Oh yes they would.
For proof, consider the survey conducted last year by Common Cause. The reform advocacy group asked candidates for state offices nine questions about ethics, including this: "Will you support legislation that abolishes the legislative scholarship program, removing elected officials from all aspects of awarding scholarships and transferring the funds to other state scholarship programs (with no reduction in scholarship money)?"
Seventy-eight percent of those surveyed said they would back such legislation. Among the yea-sayers were 23 of the 47 men and women who now hold Senate seats. Reform seemed imminent.
Yet during the just-concluded General Assembly session, when Sen. Paul G. Pinsky of Prince George's County introduced a proposal similar to Common Cause's question, 13 of those 23 yea-sayers said nay. They switched their stance, voting against the Pinsky proposal to kill the taxpayer-funded scholarship scam that Maryland legislators have made a patronage perk extraordinaire.
Only seven of the 23 senators -- Mr.
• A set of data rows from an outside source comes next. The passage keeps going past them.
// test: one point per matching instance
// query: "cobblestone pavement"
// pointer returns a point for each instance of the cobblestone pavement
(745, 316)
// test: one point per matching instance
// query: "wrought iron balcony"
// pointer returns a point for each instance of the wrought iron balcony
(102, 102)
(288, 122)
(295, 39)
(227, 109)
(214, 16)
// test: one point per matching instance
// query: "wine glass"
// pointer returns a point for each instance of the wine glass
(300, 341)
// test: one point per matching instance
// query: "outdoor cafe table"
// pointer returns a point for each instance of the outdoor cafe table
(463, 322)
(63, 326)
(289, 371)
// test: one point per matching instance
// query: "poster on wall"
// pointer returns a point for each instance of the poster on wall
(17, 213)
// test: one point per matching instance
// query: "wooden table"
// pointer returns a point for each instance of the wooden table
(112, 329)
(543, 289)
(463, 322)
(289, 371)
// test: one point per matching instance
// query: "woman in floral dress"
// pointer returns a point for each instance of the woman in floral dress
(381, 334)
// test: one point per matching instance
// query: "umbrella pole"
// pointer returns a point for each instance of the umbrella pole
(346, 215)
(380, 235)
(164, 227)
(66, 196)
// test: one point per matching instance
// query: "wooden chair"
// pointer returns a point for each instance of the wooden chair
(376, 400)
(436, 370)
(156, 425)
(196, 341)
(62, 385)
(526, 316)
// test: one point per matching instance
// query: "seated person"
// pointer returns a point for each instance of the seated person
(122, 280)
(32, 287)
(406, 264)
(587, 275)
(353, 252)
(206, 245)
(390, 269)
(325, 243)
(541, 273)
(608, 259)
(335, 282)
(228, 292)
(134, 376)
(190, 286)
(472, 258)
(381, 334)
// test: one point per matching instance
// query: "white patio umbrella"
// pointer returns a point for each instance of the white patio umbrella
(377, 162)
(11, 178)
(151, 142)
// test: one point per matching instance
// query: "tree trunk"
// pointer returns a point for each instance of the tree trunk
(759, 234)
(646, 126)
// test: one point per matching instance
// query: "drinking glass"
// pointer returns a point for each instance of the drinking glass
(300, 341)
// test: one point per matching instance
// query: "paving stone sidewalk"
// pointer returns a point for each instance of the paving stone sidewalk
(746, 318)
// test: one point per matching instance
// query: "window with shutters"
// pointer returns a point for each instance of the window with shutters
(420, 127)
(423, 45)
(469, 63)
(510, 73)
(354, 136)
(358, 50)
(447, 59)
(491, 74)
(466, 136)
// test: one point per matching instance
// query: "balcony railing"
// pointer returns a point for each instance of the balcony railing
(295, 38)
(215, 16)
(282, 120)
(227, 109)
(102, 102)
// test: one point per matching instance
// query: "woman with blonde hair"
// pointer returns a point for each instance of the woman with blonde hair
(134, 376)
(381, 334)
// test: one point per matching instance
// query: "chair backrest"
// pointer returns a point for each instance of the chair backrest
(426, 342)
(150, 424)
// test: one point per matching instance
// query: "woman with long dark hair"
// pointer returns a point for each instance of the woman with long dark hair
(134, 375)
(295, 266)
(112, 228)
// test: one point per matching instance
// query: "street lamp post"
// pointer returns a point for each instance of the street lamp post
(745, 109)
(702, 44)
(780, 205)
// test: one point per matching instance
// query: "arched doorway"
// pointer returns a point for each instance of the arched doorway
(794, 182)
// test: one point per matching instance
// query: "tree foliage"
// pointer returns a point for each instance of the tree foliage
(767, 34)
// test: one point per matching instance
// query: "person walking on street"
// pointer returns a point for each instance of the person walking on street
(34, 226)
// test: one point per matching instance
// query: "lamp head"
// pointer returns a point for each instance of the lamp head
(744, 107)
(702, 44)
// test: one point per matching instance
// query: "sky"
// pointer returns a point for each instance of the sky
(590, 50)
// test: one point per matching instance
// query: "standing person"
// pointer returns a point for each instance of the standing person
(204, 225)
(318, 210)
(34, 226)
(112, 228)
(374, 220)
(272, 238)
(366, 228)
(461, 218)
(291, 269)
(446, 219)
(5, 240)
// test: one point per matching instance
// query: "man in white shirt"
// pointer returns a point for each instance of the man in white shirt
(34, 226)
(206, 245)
Pinsky; David R. Craig of Harford County; Brian E. Frosh, Jean W. Roesser and Christopher Van Hollen Jr. of Montgomery County, and Martin G. Madden and Christopher J. McCabe of Howard County -- were as good as the word they gave while campaigning.
As for the 16 who said one thing to Common Cause and then another when the Pinsky measure reached the Senate floor, they are John C. Astle and C. Edward Middlebrooks of Anne Arundel County; Paula C. Hollinger and F. Vernon Boozer of Baltimore County; Richard F. Colburn of Dorchester County; Roy Dyson of St. Mary's County; Timothy R. Ferguson of Carroll County; Jennie M. Forehand and Patrick J. Hogan of Montgomery; John J. Hafer of Allegany County; Barbara A. Hoffman and John A. Pica Jr. of Baltimore City, and Thomas M. Middleton of Charles County.
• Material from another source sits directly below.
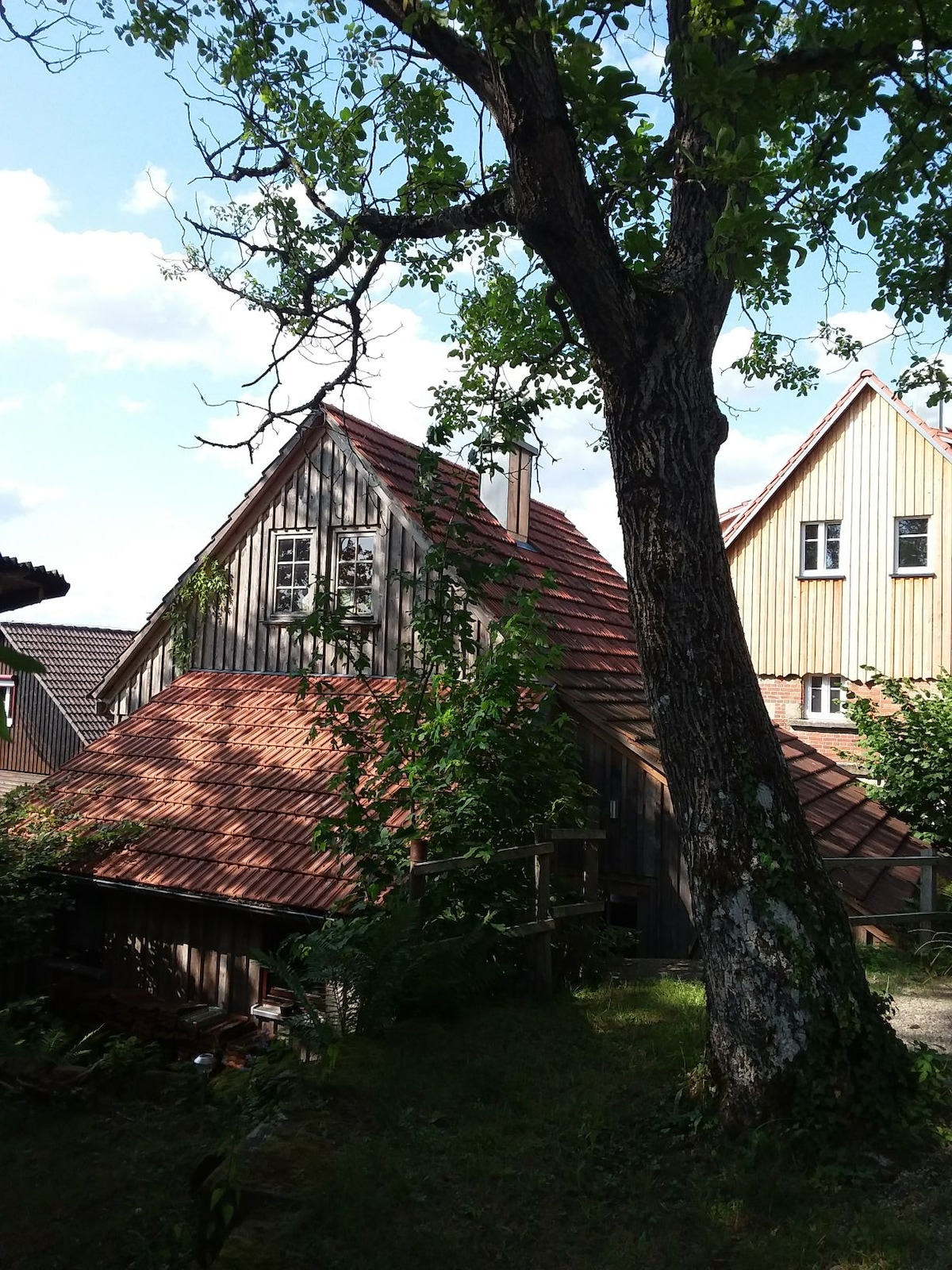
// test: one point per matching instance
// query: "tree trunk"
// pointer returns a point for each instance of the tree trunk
(790, 1010)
Senate leaders such as President Thomas V. Mike Miller Jr. and Clarence W. Blount of Baltimore City have rightly taken a lot of heat for preventing scholarship reform. But they have not been the only culprits. They've had plenty of help, as was the case this year when reform efforts hit the usual Senate roadblock.
It's time these helpers likewise started taking some heat, especially the Switchable 16 who blocked a good chance for the reform they had claimed to support. Or were they just lying on that election-year questionnaire?